# Heat loss of a cube insulated on four sides.

I'm looking for a way to make sense of this. A cube, perfectly insulated on four sides is heated to an initial temperature of 100C. The two non-insulated sides will be the top and the bottom of the cube. We place the cube on a plate which maintains a temperature of 0C. The loss of heat through the top is given, and we are left to solve a pretty standard PDE.

Here's the issue. I'm saying the insulated sides correspond to the BCs of the $$X(x)$$ and $$Y(y)$$ functions after separation. When I go to compute the Fourier coefficients I end up with 0! The entire problem collapses.

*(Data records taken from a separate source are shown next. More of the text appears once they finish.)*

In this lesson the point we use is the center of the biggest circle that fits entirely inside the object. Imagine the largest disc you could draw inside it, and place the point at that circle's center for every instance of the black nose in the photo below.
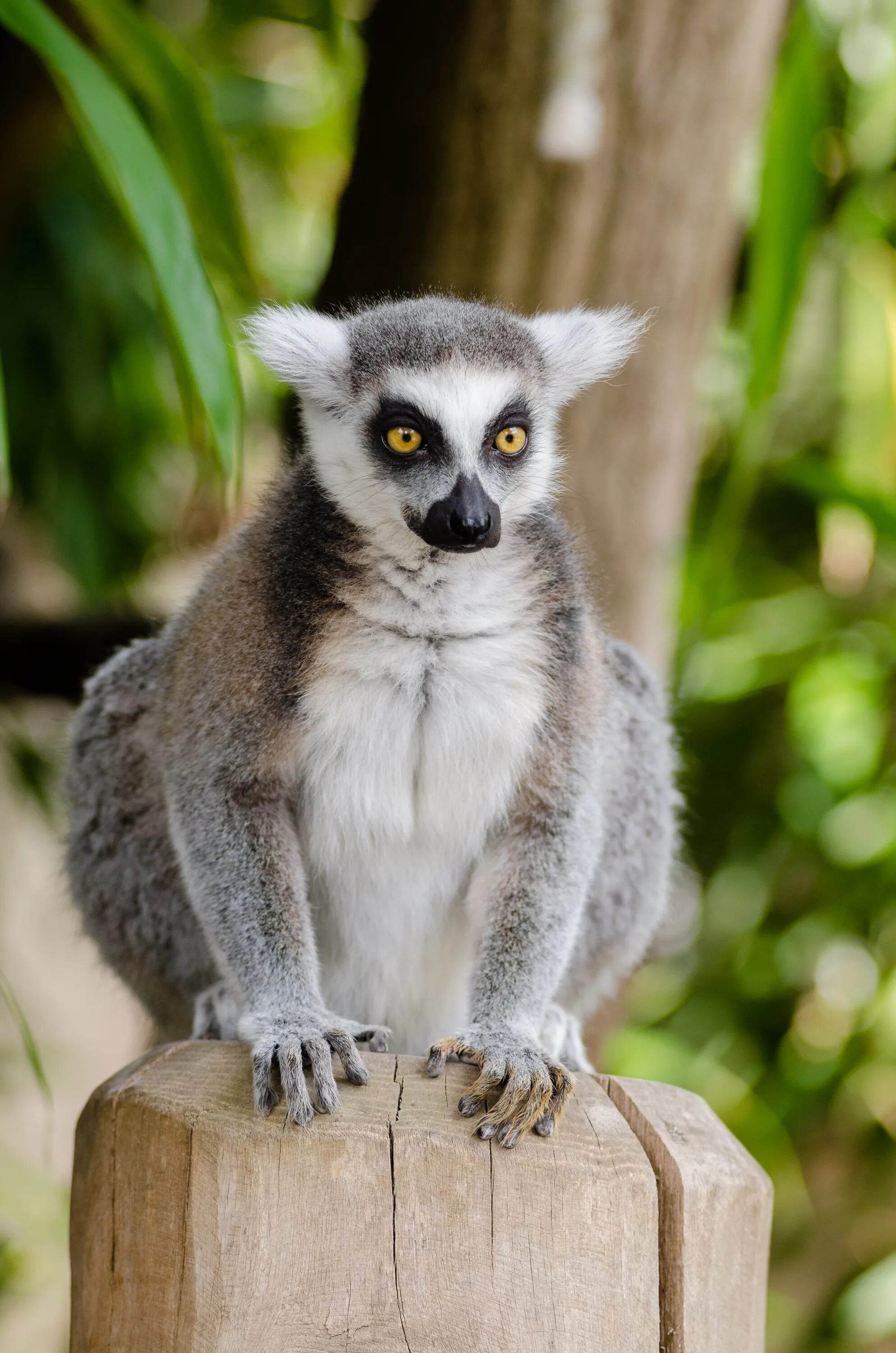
(470, 527)
(466, 520)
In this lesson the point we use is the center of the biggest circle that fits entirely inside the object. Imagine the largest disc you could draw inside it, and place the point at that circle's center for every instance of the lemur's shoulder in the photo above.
(243, 640)
(564, 589)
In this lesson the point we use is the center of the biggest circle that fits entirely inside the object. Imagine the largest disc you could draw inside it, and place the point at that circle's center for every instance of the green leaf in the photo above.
(28, 1038)
(790, 205)
(140, 180)
(817, 479)
(160, 69)
(5, 444)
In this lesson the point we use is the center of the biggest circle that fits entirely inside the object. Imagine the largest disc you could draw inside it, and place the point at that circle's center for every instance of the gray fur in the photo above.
(370, 776)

I've never encountered a problem where this happens... Am I just supposed to say the eigenvalues must be 0? I'm not sure if this physically makes sense, but would this just be equivalent to an infinite number of thin rods, implying that solution is independent of $$x$$ and $$y$$ values?

Assume a unit cube $$-1/2 < x < 1/2$$, $$-1/2 < y < -1/2$$ and $$0 \le z \le 1$$. The heat equation is $$u_t = k^2\nabla^2u$$ The bottom is at held at $$T=0$$: $$u(t,x,y,0)=0.$$ The heat dissipation on the top surface is specified: $$u_{z}(t,x,y,1)=C(x,y).$$ The four sides are insulated: $$u_x(t,-1/2,y,z)=u_{x}(t,1/2,y,z)=0 \\ u_y(t,x,-1/2,z)=u_{y}(t,x,1/2,z)=0$$ I don't believe this has a $$0$$ solution.